An image of an aeroplane
the propeller is rashers of bacon
the wings are of reinforced lard
the tail is made of paperclips
the pilot is a wasp

Which brings me on to my second point. Whilst the visual heritage of Surrealism enjoys a great deal of popular success - however much that success has stripped its greatest practitioners of the capacity to shock and appall - the literary possibilities of Surrealism have either been relegated to the status of a cult, with writers such as Gascoyne enjoying a small but committed readership, or the processes which gave birth to classics like The Magnetic Fields and Paris Peasant have been watered down by several generations of 'soft' Surrealists. It is strange, then, that many of the great writers seem to pre-empt their own redundancy, as the visual is repeatedly given precedence over the written, the linguistic, in many of the great theoretical texts of Surrealism. Basically, these lads were bare obsessed with eyes, with what the eye could produce imaginatively: language was only valuable insofar as it coulld produce new images for the mind's eye to confront.

Gascoyne's poem, however, seems to be rather more ambivalent. Yes, it's dedicated to Magritte, yes, it's entitled 'The Very Image', but the poem's effects - that of accumulation, whereby the image only makes 'sense' (or rather, feels complete) once each individual stanza is over - are chiefly linguistic in character. The shock of learning that the pilot of the insane plane in the quotation above is a wasp is only possible, I would argue, in a written text: a visual text could not withhold information in this way.
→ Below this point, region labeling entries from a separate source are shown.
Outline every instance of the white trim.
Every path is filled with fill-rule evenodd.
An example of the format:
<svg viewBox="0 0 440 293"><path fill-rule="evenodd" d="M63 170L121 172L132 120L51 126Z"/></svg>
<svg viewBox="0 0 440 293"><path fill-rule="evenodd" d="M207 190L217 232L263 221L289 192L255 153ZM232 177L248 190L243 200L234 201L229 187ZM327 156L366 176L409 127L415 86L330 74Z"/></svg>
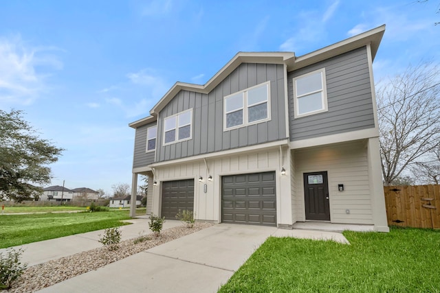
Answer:
<svg viewBox="0 0 440 293"><path fill-rule="evenodd" d="M230 156L231 154L240 154L241 152L256 152L265 148L278 148L280 145L288 145L289 141L287 139L283 139L282 141L272 141L270 143L261 143L256 145L250 145L243 148L234 148L232 150L228 150L222 152L216 152L210 154L199 154L197 156L188 156L185 158L177 159L176 160L166 161L164 162L155 163L151 165L148 165L150 168L165 166L167 165L180 164L182 163L187 163L193 161L203 160L204 159L208 158L217 158L225 156Z"/></svg>
<svg viewBox="0 0 440 293"><path fill-rule="evenodd" d="M155 143L154 148L152 150L148 150L148 141L153 139L148 139L148 130L151 128L153 128L155 127L156 128L156 137L154 138L154 139L155 139L156 141ZM146 145L145 146L145 152L147 153L147 152L155 152L157 147L157 125L155 125L153 126L150 126L148 128L146 128Z"/></svg>
<svg viewBox="0 0 440 293"><path fill-rule="evenodd" d="M366 58L368 63L368 71L370 73L370 86L371 87L371 99L373 102L373 115L374 117L374 126L378 127L377 120L377 102L376 101L376 90L374 87L374 76L373 74L373 58L371 57L371 45L366 46Z"/></svg>
<svg viewBox="0 0 440 293"><path fill-rule="evenodd" d="M182 126L179 126L179 116L183 113L185 113L186 112L190 112L190 123L188 124L184 124ZM168 129L168 130L165 128L165 121L168 119L170 119L173 117L176 117L176 121L175 121L175 128L170 128ZM163 131L163 139L162 139L162 146L166 146L166 145L172 145L173 143L179 143L181 141L188 141L190 139L192 139L192 122L193 122L193 117L192 117L192 108L188 109L188 110L185 110L184 111L182 111L179 112L178 113L166 117L164 118L164 131ZM184 126L190 126L190 136L189 137L186 137L183 139L179 139L179 128L184 127ZM169 143L166 143L165 142L165 132L170 131L170 130L175 130L175 139L173 141L170 141ZM157 145L157 143L156 143Z"/></svg>
<svg viewBox="0 0 440 293"><path fill-rule="evenodd" d="M289 119L289 91L287 89L287 65L284 65L284 106L285 115L286 137L290 137L290 119Z"/></svg>
<svg viewBox="0 0 440 293"><path fill-rule="evenodd" d="M320 73L321 75L321 85L322 89L319 91L310 91L305 94L300 95L299 97L296 95L296 82L298 80L300 80L304 78L307 78L307 76L314 75L317 73ZM302 117L313 115L318 113L321 113L322 112L327 112L329 110L329 104L327 102L327 84L325 76L325 68L321 68L320 69L315 70L311 72L309 72L307 73L303 74L300 76L297 76L293 78L292 80L292 85L293 85L293 91L294 91L294 117L295 118L300 118ZM321 93L321 108L318 110L315 110L311 112L307 112L303 114L299 113L299 106L298 103L298 99L304 97L307 97L313 93Z"/></svg>
<svg viewBox="0 0 440 293"><path fill-rule="evenodd" d="M266 86L266 91L267 91L267 99L266 102L258 102L258 103L255 103L255 104L252 104L251 105L249 105L248 104L248 92L250 90L254 89L256 89L258 87L263 87L263 86ZM227 112L226 111L226 99L228 99L229 97L231 97L232 96L239 95L239 94L242 94L242 99L243 99L243 107L241 108L236 108L234 109L234 110L232 111L229 111ZM230 95L228 95L223 97L223 131L229 131L229 130L232 130L233 129L236 129L236 128L240 128L241 127L245 127L245 126L248 126L250 125L253 125L253 124L257 124L258 123L261 122L264 122L266 121L270 121L271 119L271 115L270 115L270 112L271 112L271 103L270 103L270 80L268 80L267 82L262 82L261 84L256 84L254 86L251 86L249 87L248 89L245 89L242 91L237 91L236 93L232 93ZM259 120L256 120L256 121L253 121L252 122L248 122L248 119L249 118L249 115L248 115L248 113L249 113L249 108L254 106L256 106L256 105L259 105L261 104L264 104L264 103L267 103L267 117L266 118L263 118L263 119L261 119ZM231 127L227 127L226 124L227 124L227 119L226 119L226 115L229 114L229 113L232 113L236 111L238 111L239 110L243 110L243 124L239 124L239 125L236 125L234 126L231 126Z"/></svg>
<svg viewBox="0 0 440 293"><path fill-rule="evenodd" d="M379 129L375 128L302 139L300 141L294 141L290 142L289 146L291 149L298 149L378 137Z"/></svg>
Likewise, in the poem's final stanza, the reader is confronted with new information which alters all that has gone before:

And all these images
and many others
are arranged like waxworks
in model birdcages
about six inches high

What begins, then, as a hymn to a great painter becomes, to my mind, a celebration of the almost godlike capacity of the poet to control the reader's perceptions, finally belittling the images he has created in the foregoing stanzas.